Evidenciando el problema crónico de infraestructura que aqueja a la capital de la provincia de Biobío.

Al filo de la seguridad

Lo que más valora Burgos de su día a día es la autonomía. En un mercado laboral que suele ser rígido, la aplicación le ofrece el lujo de la desconexión.

"Lo que más valoro es el tiempo libre que te deja, puedes conectarte y desconectarte cuando quieras y usar el resto del día en lo que desees", comentó.

Por otro lado, en los días malos, el conductor los toma con resiliencia. "No me frustra nada la verdad, me mantengo siempre positivo", sostuvo. Pero esa positividad fue puesta a prueba hace tres meses, en una situación que refleja una realidad del riesgo que corre Matías y sus colegas en este rubro.

 "Una mujer se subió con un cuchillo, según ella, venía escapando de un episodio de violencia intrafamiliar", detalló Matías.

El viaje, cargó una tensión y se tornó peligroso cuando la mujer le exigió desviarse a un punto no marcado en la aplicación. Ante la negativa de Matías, llegaron las amenazas. Bajo esta situación, el conductor optó por una medida riesgosa con la finalidad de poder entorpecer las intenciones de la mujer.

"Me paré valiente en una avenida bloqueando el paso de los autos", contó.

El caos vehicular que provocó fue su salvación: el estruendo de las bocinas de los conductores enojados llamó la atención de todos, obligando a la mujer a descender del vehículo ante el alboroto.
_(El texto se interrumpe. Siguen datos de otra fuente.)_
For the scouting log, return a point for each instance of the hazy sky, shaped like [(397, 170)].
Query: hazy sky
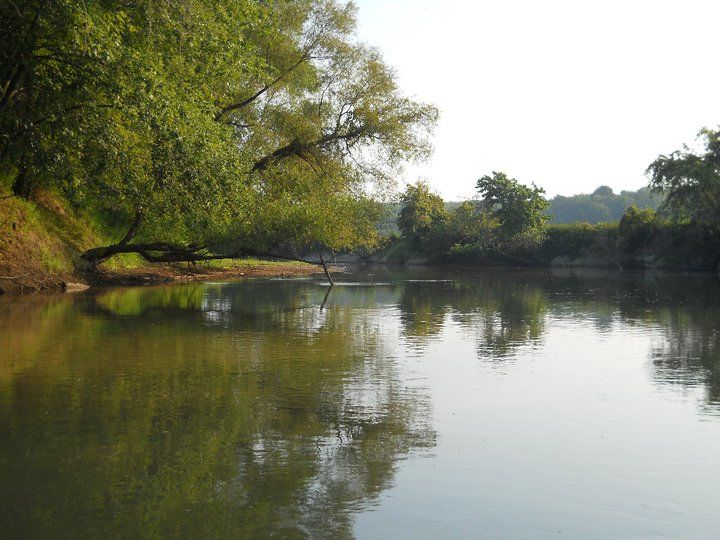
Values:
[(567, 94)]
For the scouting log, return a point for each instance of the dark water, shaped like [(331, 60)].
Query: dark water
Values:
[(411, 404)]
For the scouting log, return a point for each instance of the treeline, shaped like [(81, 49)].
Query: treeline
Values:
[(602, 205), (509, 222), (195, 130)]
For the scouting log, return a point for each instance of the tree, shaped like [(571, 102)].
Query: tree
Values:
[(691, 181), (518, 209), (204, 132), (422, 217)]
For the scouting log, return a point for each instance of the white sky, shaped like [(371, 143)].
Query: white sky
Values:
[(569, 94)]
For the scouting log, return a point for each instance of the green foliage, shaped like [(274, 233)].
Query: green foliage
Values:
[(637, 227), (423, 217), (247, 124), (691, 182), (600, 206), (518, 209)]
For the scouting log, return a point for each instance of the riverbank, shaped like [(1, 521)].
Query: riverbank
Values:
[(41, 241), (29, 282)]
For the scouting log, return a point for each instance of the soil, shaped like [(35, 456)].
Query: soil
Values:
[(150, 275)]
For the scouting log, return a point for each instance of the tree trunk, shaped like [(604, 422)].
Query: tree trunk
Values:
[(22, 185), (327, 273)]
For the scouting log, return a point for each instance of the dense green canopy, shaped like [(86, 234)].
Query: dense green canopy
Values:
[(691, 181), (210, 125)]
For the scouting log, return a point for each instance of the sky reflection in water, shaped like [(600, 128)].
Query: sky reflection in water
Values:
[(424, 403)]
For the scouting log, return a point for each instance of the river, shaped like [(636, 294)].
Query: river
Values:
[(417, 403)]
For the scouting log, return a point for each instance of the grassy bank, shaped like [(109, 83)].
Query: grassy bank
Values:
[(41, 241), (655, 244)]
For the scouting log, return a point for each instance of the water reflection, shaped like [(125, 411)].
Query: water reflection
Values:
[(217, 412), (275, 407)]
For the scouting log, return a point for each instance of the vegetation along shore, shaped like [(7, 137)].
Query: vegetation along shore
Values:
[(136, 141)]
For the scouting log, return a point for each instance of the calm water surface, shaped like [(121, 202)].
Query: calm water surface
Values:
[(403, 404)]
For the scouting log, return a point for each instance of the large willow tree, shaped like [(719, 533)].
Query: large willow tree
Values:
[(204, 128)]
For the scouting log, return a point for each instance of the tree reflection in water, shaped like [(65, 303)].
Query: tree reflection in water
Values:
[(215, 412), (247, 410)]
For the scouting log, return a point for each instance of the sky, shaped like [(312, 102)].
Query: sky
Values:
[(568, 94)]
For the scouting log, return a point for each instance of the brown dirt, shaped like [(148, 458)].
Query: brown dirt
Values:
[(150, 275), (40, 242)]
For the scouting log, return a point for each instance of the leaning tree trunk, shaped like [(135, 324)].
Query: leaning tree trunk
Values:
[(22, 185)]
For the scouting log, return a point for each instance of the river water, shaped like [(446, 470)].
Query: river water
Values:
[(398, 404)]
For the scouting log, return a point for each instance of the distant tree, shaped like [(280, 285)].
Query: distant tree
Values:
[(604, 191), (601, 205), (690, 181), (637, 227), (422, 216), (518, 209)]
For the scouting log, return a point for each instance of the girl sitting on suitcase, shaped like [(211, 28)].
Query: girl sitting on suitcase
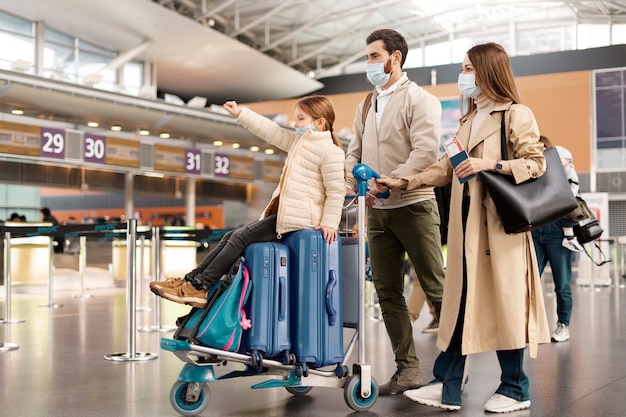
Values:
[(309, 195)]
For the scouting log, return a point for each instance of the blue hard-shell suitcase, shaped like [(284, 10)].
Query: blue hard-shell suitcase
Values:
[(268, 304), (316, 298)]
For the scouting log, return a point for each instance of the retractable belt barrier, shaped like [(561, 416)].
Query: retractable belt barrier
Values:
[(102, 232)]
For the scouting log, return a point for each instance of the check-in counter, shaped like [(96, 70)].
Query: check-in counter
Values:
[(30, 260), (178, 256), (119, 262)]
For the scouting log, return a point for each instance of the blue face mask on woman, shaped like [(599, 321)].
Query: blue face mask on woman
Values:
[(302, 130), (467, 86)]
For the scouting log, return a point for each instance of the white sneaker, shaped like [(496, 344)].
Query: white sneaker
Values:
[(561, 333), (430, 395), (572, 244), (499, 403)]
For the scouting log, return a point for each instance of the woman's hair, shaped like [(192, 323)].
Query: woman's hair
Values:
[(494, 75), (392, 40), (320, 107)]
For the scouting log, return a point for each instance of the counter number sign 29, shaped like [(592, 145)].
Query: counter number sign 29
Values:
[(52, 143), (221, 165)]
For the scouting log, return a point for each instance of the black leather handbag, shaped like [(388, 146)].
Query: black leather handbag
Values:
[(532, 203)]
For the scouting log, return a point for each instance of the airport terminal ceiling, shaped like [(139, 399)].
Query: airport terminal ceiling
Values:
[(252, 50)]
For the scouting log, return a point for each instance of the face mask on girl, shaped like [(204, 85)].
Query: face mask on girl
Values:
[(302, 130), (376, 73), (467, 86)]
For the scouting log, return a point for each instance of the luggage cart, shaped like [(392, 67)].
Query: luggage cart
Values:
[(190, 394)]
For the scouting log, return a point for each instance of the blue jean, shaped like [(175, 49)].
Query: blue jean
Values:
[(548, 246), (230, 247), (450, 364)]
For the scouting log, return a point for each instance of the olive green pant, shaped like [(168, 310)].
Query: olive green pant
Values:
[(413, 229)]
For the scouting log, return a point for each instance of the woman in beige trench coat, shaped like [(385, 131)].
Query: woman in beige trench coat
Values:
[(492, 298)]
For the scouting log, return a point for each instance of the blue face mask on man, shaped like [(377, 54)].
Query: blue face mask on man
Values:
[(467, 86), (302, 130), (376, 73)]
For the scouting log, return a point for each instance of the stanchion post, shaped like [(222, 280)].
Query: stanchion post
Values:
[(7, 281), (4, 346), (156, 267), (82, 266), (142, 273), (51, 302), (131, 354)]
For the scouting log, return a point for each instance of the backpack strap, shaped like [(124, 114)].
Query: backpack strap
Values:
[(367, 103)]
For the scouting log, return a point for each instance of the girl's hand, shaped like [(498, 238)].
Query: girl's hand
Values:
[(392, 183), (232, 108), (330, 234)]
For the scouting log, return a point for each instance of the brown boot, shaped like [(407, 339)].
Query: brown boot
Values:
[(185, 294), (402, 380), (158, 286)]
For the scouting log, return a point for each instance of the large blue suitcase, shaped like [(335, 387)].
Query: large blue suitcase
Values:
[(316, 298), (268, 304)]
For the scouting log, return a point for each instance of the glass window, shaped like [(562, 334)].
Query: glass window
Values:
[(16, 25), (133, 77), (59, 62), (57, 37), (609, 113), (539, 41), (608, 78), (593, 36), (90, 47), (16, 47), (618, 36), (438, 54), (414, 58)]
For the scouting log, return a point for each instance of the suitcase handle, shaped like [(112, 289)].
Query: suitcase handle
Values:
[(332, 283), (282, 298)]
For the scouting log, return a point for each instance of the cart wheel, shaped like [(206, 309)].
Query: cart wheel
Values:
[(189, 398), (352, 394), (299, 390), (341, 371)]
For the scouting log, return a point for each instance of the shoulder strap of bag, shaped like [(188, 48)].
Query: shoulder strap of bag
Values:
[(603, 258), (503, 152), (367, 103)]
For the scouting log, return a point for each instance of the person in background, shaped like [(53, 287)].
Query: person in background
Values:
[(47, 217), (400, 137), (15, 217), (310, 194), (492, 298), (556, 243)]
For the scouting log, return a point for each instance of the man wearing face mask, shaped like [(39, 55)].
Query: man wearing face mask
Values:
[(400, 137)]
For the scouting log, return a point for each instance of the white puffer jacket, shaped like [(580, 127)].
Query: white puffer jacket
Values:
[(312, 186)]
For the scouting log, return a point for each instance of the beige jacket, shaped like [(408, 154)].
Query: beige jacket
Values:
[(505, 307), (406, 143), (312, 185)]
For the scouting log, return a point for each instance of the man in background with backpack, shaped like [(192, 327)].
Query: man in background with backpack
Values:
[(397, 133)]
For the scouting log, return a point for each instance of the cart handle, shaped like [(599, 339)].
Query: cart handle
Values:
[(362, 173)]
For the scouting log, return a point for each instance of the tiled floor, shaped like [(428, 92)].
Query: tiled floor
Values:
[(59, 367)]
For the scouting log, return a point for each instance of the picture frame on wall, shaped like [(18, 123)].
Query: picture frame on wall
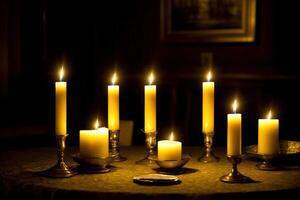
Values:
[(208, 21)]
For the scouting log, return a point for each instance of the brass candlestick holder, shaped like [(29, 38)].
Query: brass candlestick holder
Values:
[(61, 169), (208, 155), (268, 162), (234, 175), (114, 138), (150, 144)]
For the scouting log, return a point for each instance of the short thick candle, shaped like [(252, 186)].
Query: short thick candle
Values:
[(150, 107), (268, 136), (113, 106), (94, 143), (234, 133), (208, 90), (61, 106), (169, 150)]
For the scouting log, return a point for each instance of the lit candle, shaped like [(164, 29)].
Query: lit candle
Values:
[(94, 143), (234, 132), (61, 105), (150, 106), (113, 105), (208, 90), (268, 135), (169, 149)]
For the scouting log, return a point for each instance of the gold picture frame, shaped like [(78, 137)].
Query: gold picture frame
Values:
[(208, 21)]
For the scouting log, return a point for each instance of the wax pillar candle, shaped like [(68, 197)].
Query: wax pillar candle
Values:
[(208, 90), (61, 106), (234, 132), (169, 149), (150, 106), (268, 135), (94, 143), (113, 106)]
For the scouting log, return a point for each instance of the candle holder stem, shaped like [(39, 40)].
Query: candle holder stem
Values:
[(114, 138), (268, 163), (234, 176), (150, 145), (208, 155), (61, 169)]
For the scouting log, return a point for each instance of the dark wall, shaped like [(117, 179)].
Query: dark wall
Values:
[(95, 38)]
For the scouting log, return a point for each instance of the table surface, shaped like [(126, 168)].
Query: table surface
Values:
[(18, 177)]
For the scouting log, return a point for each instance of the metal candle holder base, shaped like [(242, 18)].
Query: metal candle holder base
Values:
[(268, 163), (150, 144), (208, 155), (114, 138), (234, 175), (61, 169)]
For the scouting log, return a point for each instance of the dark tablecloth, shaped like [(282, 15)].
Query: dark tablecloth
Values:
[(18, 179)]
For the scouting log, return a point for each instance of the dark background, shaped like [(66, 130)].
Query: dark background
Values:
[(95, 38)]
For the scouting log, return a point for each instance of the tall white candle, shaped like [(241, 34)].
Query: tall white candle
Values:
[(234, 132), (94, 143), (61, 105), (113, 105), (208, 91), (268, 135), (150, 106)]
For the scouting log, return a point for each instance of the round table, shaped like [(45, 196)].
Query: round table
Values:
[(18, 179)]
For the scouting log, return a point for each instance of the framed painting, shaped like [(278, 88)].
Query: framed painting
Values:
[(208, 21)]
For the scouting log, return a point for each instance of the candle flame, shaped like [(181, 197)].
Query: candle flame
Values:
[(269, 114), (114, 78), (97, 124), (234, 106), (151, 78), (61, 73), (171, 136), (209, 75)]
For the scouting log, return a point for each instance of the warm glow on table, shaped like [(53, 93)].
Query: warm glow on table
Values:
[(234, 132), (150, 106), (208, 90), (113, 105), (268, 135), (61, 105), (94, 143), (169, 149)]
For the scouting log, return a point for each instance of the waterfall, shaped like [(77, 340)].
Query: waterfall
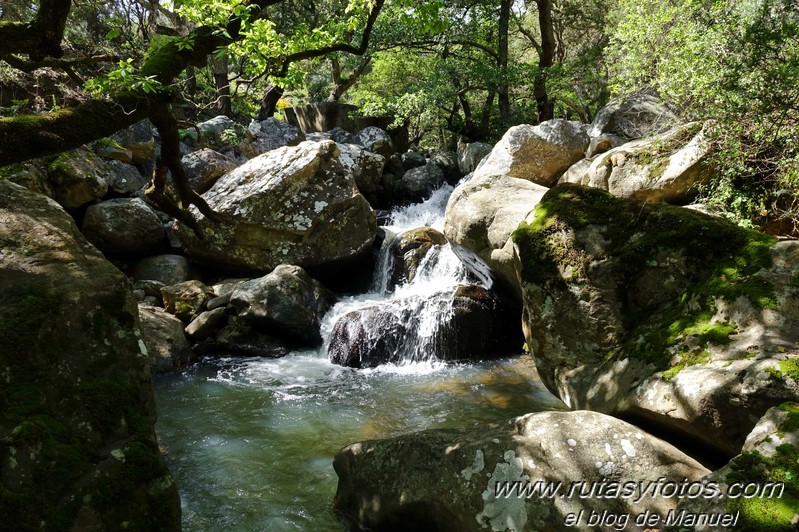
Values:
[(411, 322)]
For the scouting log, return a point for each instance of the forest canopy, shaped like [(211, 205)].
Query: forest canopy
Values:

"No me pagó el viaje, pero salvamos lo importante", afirmó. Aunque el episodio deja en evidencia la vulnerabilidad del gremio. Para él, la seguridad depende más del criterio personal que de la tecnología. "Cada persona debe cuidarse, ser selectivo con los sectores donde maneja y revisar siempre las estrellas del pasajero", recomendó.

A pesar de los desafíos, Matías asegura que el trato con el angelino es, por lo general, respetuoso. Sin embargo, recalca que detrás del servicio hay una persona con aspiraciones. "Solo soy una persona igual que ellos. Trabajo para cumplir mis metas y cuidar de mi familia", sentenció.